Representing text in a computer

As with everything else in the computer, we represent text using numbers. That sounds simple but gets involved very quickly with lots of details. As data scientists we have to be able to load data from data files into memory and extract data from the Internet/web. That means we have to understand how computers represent characters and how they are stored on disk; it's often not just a sequence of numbers. Moreover, the numbers in the file might encode things differently than you expect, particularly if the data file comes from a foreign country.

If you look at 7-bit ascii codes, you'll see how Americans encode the English character set (upper and lower case, numbers, punctuation, and some other characters like newlines and tab). They represent the numbers < 127, which fits in 7 bits (2^7 is 128). A string such as "abc" was represented by three bytes, one byte per character. It is a very dense encoding, meaning very few bits are wasted.

For a very long time, other languages were out of luck. A number of countries used the remaining 128..255 numeric values to encode characters useful to their language such as accented letters like ś and ŝ. They typically used the Latin-1 character set. The problem is that lots of countries used the number 201 but for different characters. For example, Russian characters were often mapped to numbers using a KOI8-R mapping that overlapped with the 0..255 used by ASCII and Latin-1. Enter Unicode. See Unicode vs ascii in python for more details than I have here.

Unicode is an agreed-upon standard that maps characters for just about any human language to numeric values (called code points). Conveniently, the first 127 values map exactly to ASCII characters. Here is a mapping of character to numeric value. For example, here is how Bengali characters are encoded:

Reading from this table left to right, the first character is 980+0, the second is 980+1, etc... The only trick is that the numbers on the left are in hexadecimal. You will see the notation U+0981. Hexadecimal, base 16, is used because all possible values within 16 bits fit in 4 hexadecimal digits.

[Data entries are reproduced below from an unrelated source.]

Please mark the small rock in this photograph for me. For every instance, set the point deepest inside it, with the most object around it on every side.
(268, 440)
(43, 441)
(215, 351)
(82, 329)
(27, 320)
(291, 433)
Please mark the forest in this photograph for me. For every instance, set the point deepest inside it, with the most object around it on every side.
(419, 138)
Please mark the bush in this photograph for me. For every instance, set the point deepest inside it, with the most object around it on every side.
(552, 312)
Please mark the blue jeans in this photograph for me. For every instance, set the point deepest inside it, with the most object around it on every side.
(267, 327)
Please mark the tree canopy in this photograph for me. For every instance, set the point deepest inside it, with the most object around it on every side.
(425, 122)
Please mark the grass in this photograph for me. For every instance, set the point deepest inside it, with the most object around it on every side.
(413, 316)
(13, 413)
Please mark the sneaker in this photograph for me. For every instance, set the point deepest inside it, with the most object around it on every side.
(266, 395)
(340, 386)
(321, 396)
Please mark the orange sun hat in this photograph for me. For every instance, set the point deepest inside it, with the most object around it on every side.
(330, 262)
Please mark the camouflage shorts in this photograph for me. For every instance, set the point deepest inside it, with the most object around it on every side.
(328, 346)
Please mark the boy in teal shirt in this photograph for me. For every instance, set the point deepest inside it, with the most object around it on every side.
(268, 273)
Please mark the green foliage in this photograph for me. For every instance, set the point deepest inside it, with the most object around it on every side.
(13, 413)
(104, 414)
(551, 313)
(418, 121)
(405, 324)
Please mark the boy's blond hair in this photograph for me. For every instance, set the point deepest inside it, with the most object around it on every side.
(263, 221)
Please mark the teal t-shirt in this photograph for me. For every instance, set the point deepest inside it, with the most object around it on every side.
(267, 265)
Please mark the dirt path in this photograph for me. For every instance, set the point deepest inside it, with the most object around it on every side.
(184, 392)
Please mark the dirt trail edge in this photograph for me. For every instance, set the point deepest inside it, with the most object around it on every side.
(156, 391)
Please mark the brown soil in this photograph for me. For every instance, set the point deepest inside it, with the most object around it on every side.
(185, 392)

To represent Unicode we have to use 16-bit (2 byte) not 8-bit (1 byte) characters. Rats. Oh well, we can buy more memory. According to the documentation:

Since Python 3.0, the language features a str type that contain Unicode characters

So, worst-case, Python string "abc" takes 3 x 2 bytes = 6 bytes. Python 3 does seem to do some optimization, keeping strings as 1-byte-per-char as long as possible, until we introduce a non-ASCII character. We can verify this char size with the getsizeof function:



In [11]:

    
from sys import getsizeof
print(getsizeof(''))   # 49 bytes of overhead for a string object
print(getsizeof('a'))
print(getsizeof('ab'))
print(getsizeof('abc'))
print(getsizeof('Ω')) # add non-ASCII char and overhead goes way up
print(getsizeof('ΩΩ'))
print(getsizeof('ΩΩΩ'))

In Python 2, we had to use u"é" unicode strings. Now we just use "é" and can also use chars by name:



In [37]:

    
import unicodedata
print(unicodedata.name(chr(9999)))
print(unicodedata.name(chr(9991)))
print("\N{GREEK CAPITAL LETTER OMEGA}")
print("\N{PENCIL}")
print("\N{TAPE DRIVE}")









    



PENCIL
TAPE DRIVE
Ω
✏
✇

Converting char codes to chars:



In [38]:

    
print(chr(100))
print(chr(4939))
print(chr(244), repr(chr(244)))









    



d
ፋ
ô 'ô'

You will see notation \xFF, which means FF in hexadecimal (all bits on) or 255 in decimal. A byte can be described in 2 hexadecimal digits, which is why we tend to use hexadecimal. To express 16 bit Unicode characters using code points, we use \uABCD notation for a two byte character:



In [49]:

    
'\u00ab'









    Out[49]:





'«'

We can go the other way and, given a character, get its Unicode character code:



In [55]:

    
ord('Ω'), chr(ord('Ω'))









    Out[55]:





(937, 'Ω')



In [58]:

    
[ord(c) for c in 'hiፋ']









    Out[58]:





[104, 105, 4939]

By default Python 3 programs themselves support unicode characters for variable names and in strings:



In [40]:

    
répertoire = "/tmp/records.log"
print(répertoire)









    



/tmp/records.log

Text file encoding

Now, let's make a distinction between strings in memory and text files stored on the disk.

Storing a Python string with characters codes that fit into 8 bits (1 byte) into a file is straightforward. Every character in the string is written to the file as a byte. We get a sequence of 8-bit numbers in the file, each byte representing a single character. Compression algorithms can reduce that space requirement but, for an uncompressed format, it's very tight.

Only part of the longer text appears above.